/pacbio_methylation_snakemake

Small pipeline to call methylation in Streptococcus suis using standard PacBio tools

Primary LanguagePythonMIT LicenseMIT

Calling PacBio Methylation

Small pipeline to call methylation in Streptococcus suis using standard PacBio tools

Goal

This pipeline was constructed to call m6A and m4C methylation in Streptococcus suis mutants. These mutants should differ in their methylation status, which we wanted to investigate using PacBio. For an introduction on identification of methylation using PacBio data, see this Nature Methods paper.

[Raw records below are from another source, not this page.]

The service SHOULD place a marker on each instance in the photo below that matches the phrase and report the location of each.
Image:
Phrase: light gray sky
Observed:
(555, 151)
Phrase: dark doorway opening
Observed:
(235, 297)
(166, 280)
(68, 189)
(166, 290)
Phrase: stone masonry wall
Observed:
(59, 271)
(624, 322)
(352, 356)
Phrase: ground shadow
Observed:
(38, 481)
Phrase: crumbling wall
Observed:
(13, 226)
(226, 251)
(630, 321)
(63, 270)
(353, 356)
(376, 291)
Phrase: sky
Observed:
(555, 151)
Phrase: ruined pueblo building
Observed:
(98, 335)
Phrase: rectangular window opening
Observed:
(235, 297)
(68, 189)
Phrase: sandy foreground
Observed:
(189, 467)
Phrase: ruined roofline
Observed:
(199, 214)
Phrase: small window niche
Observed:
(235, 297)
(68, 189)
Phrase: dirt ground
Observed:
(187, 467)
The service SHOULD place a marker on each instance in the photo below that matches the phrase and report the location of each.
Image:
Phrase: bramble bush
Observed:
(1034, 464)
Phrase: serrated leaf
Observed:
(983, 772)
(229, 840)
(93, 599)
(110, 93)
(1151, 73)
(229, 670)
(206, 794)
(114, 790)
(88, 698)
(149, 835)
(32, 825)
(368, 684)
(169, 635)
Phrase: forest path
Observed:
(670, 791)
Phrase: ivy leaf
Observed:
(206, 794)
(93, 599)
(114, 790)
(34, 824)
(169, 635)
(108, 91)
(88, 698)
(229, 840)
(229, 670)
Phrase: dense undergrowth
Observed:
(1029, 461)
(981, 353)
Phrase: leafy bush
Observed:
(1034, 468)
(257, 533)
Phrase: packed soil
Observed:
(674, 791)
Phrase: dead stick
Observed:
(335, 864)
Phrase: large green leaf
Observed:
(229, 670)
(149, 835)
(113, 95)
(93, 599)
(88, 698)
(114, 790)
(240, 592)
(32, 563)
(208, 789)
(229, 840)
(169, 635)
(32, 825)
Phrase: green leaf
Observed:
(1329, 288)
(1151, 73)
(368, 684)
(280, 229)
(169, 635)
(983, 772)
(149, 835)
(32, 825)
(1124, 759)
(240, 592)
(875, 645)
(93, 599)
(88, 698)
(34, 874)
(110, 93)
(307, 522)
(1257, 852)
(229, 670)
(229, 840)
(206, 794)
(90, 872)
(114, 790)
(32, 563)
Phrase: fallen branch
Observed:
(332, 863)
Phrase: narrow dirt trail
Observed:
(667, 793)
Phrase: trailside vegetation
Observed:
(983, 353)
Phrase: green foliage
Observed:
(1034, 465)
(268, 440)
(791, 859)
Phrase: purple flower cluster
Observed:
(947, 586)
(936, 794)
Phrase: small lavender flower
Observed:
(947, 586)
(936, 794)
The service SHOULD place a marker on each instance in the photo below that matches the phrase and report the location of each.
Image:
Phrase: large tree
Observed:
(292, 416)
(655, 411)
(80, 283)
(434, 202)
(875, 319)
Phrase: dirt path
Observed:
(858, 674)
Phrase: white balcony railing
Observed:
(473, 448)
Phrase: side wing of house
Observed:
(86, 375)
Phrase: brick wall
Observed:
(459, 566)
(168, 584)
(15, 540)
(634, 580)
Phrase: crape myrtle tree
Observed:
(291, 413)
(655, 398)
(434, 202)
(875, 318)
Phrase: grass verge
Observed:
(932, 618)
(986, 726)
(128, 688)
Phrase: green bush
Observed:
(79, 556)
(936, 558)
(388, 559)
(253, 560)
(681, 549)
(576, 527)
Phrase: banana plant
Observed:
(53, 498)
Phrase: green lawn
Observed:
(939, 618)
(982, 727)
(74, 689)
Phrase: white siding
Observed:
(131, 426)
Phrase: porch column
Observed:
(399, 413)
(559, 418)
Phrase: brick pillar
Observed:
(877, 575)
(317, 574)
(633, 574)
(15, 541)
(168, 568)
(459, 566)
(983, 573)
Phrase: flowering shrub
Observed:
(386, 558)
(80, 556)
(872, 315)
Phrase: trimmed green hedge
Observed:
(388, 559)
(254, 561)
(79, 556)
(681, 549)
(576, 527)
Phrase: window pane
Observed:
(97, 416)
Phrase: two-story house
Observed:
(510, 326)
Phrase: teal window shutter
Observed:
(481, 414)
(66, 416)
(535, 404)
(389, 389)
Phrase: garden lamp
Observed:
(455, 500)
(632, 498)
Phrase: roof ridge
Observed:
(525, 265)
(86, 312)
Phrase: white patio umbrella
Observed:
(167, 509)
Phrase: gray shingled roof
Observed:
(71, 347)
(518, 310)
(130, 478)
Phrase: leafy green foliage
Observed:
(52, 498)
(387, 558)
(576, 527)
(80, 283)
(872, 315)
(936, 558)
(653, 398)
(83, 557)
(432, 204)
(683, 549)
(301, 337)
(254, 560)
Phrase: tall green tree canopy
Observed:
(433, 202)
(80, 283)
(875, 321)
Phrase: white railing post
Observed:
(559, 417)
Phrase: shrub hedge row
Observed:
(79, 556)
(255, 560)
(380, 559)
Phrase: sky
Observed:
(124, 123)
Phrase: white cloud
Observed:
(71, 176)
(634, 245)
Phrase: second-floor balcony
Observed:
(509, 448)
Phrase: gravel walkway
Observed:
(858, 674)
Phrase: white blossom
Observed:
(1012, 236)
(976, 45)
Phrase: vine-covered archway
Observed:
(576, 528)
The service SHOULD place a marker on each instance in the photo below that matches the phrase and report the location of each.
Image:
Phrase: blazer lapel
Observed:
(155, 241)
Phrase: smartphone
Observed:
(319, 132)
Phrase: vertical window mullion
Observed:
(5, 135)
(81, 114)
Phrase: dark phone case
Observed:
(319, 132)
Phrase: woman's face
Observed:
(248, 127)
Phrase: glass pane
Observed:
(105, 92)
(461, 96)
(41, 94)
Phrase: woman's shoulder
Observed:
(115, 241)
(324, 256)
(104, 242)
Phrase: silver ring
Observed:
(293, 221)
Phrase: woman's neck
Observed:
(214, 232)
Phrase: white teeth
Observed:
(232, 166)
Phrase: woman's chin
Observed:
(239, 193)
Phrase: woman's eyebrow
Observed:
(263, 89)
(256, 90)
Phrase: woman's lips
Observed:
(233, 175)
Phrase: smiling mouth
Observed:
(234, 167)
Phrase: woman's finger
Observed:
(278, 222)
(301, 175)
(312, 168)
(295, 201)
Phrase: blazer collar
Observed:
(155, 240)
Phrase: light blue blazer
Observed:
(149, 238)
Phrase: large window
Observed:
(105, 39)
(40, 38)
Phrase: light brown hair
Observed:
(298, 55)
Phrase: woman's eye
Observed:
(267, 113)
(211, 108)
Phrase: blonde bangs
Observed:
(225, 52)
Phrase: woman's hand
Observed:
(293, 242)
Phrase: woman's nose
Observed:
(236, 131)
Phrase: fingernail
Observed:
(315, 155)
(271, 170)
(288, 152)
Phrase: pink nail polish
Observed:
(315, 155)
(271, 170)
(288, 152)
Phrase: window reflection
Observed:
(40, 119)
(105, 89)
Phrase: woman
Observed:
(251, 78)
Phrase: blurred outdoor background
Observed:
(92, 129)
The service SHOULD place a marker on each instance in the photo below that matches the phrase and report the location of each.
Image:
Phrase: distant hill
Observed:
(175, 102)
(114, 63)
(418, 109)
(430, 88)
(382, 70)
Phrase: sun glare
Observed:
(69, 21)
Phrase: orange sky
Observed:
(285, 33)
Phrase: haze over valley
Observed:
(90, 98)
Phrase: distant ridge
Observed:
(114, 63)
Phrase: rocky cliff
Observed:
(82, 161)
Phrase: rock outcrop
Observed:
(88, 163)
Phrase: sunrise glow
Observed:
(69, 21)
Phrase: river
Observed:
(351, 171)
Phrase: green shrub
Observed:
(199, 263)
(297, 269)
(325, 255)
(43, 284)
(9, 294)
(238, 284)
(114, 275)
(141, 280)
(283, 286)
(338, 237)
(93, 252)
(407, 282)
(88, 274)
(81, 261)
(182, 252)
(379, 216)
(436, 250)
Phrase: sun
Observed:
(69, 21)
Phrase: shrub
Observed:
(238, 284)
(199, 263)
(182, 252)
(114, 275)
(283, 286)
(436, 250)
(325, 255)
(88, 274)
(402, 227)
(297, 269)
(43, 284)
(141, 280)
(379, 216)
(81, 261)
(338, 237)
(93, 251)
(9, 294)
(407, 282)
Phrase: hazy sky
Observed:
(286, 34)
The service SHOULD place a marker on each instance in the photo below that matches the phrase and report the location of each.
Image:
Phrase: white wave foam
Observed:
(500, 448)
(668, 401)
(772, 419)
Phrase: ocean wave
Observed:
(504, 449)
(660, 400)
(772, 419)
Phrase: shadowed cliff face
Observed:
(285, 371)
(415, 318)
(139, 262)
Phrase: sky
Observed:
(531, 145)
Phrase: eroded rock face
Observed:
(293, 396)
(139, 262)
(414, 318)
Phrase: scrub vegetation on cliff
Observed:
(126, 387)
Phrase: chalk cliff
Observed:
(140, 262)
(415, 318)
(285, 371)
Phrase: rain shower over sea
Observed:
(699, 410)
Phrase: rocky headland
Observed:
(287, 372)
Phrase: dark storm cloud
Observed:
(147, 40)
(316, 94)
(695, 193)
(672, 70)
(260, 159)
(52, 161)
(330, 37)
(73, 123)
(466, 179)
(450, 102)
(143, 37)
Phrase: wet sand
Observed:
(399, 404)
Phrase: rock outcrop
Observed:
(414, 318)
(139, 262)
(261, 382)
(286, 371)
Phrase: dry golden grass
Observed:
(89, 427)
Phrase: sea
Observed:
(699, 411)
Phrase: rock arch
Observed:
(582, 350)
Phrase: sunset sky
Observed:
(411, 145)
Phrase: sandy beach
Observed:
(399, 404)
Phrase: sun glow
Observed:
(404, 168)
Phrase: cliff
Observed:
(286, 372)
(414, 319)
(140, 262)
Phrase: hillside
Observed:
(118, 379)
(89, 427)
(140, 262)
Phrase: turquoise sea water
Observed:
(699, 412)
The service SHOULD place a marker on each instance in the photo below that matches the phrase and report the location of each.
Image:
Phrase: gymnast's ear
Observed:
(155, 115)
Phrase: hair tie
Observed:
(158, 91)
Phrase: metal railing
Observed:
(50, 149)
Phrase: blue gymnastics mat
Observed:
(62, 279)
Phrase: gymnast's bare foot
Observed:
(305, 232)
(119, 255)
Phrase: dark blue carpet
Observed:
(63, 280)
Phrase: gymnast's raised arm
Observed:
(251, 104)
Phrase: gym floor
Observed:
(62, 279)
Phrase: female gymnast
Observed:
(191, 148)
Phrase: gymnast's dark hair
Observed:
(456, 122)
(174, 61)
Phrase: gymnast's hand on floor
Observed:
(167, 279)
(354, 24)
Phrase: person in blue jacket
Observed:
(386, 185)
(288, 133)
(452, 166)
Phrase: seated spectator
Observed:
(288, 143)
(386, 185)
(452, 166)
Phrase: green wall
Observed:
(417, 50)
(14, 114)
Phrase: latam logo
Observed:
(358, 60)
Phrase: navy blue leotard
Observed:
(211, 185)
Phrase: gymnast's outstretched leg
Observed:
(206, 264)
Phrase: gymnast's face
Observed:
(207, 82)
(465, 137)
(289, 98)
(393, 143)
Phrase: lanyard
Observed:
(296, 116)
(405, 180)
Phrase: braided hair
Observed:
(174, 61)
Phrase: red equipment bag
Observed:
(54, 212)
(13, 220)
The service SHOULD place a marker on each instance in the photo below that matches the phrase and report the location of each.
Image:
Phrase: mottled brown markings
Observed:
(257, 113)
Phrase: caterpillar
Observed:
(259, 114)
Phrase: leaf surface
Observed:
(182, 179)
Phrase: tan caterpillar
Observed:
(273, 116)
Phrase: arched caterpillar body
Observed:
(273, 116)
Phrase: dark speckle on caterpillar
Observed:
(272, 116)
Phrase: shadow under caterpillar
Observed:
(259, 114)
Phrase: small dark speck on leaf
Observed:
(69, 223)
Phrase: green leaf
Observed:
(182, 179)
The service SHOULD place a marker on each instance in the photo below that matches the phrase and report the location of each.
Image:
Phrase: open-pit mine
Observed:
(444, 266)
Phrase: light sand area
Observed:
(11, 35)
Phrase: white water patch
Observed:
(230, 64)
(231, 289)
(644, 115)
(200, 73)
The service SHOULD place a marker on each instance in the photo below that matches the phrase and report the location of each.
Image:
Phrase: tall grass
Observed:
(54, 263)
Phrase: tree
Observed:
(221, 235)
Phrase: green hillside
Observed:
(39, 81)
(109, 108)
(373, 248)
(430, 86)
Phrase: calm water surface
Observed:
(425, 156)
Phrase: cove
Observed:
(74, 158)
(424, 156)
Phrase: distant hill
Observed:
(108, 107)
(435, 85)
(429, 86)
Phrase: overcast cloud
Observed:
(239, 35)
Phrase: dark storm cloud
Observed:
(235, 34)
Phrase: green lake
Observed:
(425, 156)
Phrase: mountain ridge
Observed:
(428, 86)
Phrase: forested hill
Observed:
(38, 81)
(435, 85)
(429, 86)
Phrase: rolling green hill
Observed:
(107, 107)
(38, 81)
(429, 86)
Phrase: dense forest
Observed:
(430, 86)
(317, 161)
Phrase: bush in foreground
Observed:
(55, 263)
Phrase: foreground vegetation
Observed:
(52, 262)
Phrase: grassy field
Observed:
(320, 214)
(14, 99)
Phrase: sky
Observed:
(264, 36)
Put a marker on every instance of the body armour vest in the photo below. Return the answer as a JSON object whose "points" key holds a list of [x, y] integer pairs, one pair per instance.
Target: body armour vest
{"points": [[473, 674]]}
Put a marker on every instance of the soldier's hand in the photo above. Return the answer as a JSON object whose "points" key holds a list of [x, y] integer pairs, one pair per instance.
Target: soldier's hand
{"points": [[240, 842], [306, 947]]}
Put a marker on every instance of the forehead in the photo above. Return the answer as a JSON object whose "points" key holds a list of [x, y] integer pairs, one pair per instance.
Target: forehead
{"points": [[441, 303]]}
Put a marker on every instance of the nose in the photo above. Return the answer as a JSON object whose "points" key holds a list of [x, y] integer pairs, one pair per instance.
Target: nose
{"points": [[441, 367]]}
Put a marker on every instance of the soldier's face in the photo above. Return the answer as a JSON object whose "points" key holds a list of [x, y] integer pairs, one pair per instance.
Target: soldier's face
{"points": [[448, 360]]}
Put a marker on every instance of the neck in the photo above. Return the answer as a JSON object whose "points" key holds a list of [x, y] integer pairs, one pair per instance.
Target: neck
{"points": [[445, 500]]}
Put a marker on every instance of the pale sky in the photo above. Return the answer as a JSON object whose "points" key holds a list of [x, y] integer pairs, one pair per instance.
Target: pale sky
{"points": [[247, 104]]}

⚠️ The pipeline was uploaded to GitHub to be able to retrace our steps and as a rough guide for future analyses. This pipeline is not intended as a tool which others can easily apply to their own data ⚠️

Requirements

This pipeline has the following requirements:

  • Snakemake and conda are available on your system
  • ipdSummary and MultiMotifMaker are installed on your system. This is not possible through conda. See https://www.pacb.com/support/software-downloads/ for ipdSummary (part of smrttools) and https://github.com/bioinfomaticsCSU/MultiMotifMaker for MultiMotifMaker. Update paths to executables as appropriate.
  • PacBio read data is available in fasta format in the directory pacbio_fa and paired-end Illumina data is available in gzipped fastq format in the directory illumina_fastq
  • Enough computational power. The analysis was originally run on a 96 GB RAM computing node with 16 CPUs. This worked alright.

Unicycler and pbmm2 will be installed through conda, integrated in Snakemake.

Methods

This pipeline combines several tools to end up with motifs associated with particular methylation. The tools and their functions are:

Tool Purpose Outputs Link
Unicycler Hybrid assembly of complete genome Assembly fasta (asembly.fasta) and some quality control files https://github.com/rrwick/Unicycler
pbmm2 Mapping of PacBio reads to assembly Bam file ("native PacBio" format) https://github.com/PacificBiosciences/pbmm2
ipdSummary Identification of m6A, m4C and unknown modifications from mapped reads Modifications file in GFF3 format and an exhaustive overview of kinetics per nt in csv format https://github.com/PacificBiosciences/kineticsTools
MultiMotifMaker Identification of motifs associated with modifications Csv file containing motifs https://github.com/bioinfomaticsCSU/MultiMotifMaker

The final csv file containing motifs is the main output.